Davies-Bouldin Index for Clustering Evaluation
Clustering DS practice problem on Onlearn.
Difficulty: medium.
Topics: Davies-Bouldin Index for Clustering Evaluation, Davies-Bouldin Index, Intra-cluster Dispersion, Inter-cluster Separation, Euclidean Distance, Centroid Proximity, Unsupervised Learning, Information Theory, Statistical Analysis, Computational Geometry, Performance Evaluation, Clustering Validation, Distance Metrics, Centroid-based Modeling, Cluster Separation Analysis, Dimensionality Reduction.
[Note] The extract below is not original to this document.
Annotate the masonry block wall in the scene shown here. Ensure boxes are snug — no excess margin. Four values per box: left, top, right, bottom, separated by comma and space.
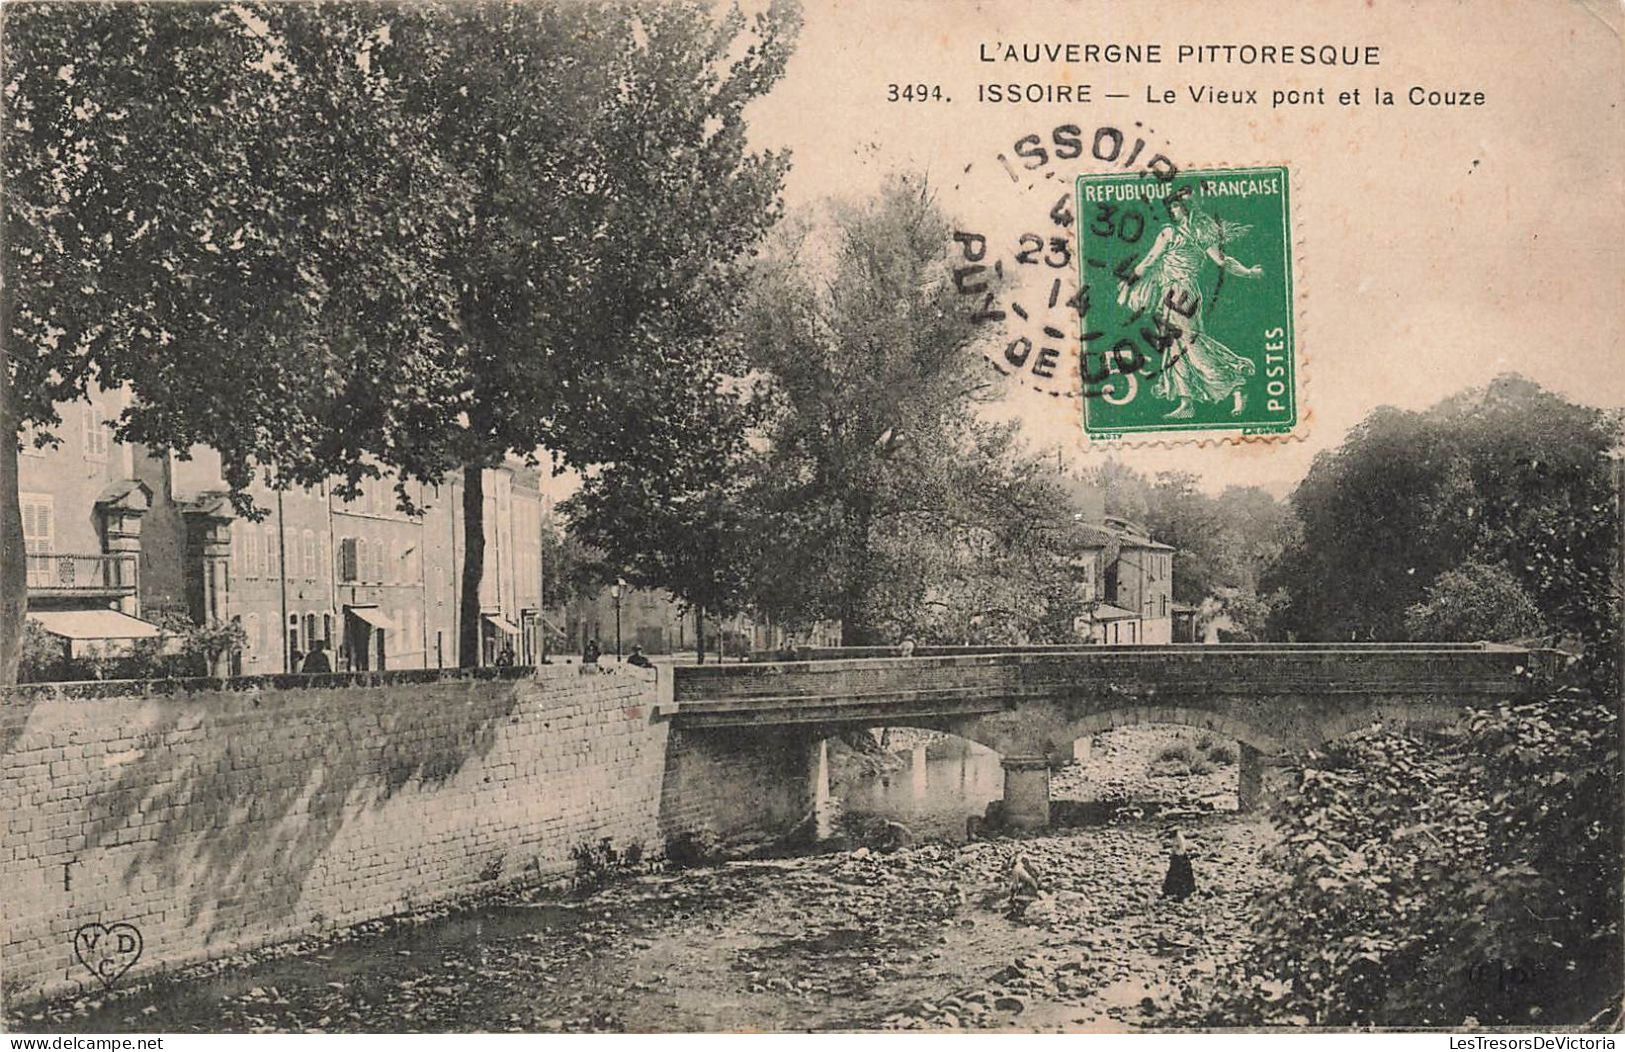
658, 728, 820, 837
0, 666, 808, 1007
Implement a function to calculate the Davies Bouldin Index (DBI) for evaluating clustering quality. The DBI measures the average similarity between each cluster and its most similar cluster, where similarity is defined as a ratio of within cluster scatter to between cluster separation. For each cluster, calculate the scatter (average Euclidean distance of points to the cluster centroid). Then for each pair of clusters, compute their similarity ratio using the sum of their scatters divided by the distance between their centroids. The DBI is the average of the maximum similarity ratios across all clusters. Given: X: a numpy array of shape (n samples, n features) containing data points labels: a numpy array of shape (n samples,) containing cluster assignments for each point Return the Davies Bouldin Index rounded to 4 decimal places. If there is only one cluster, return 0.0. Lower values indicate better clustering with more compact and well separated clusters.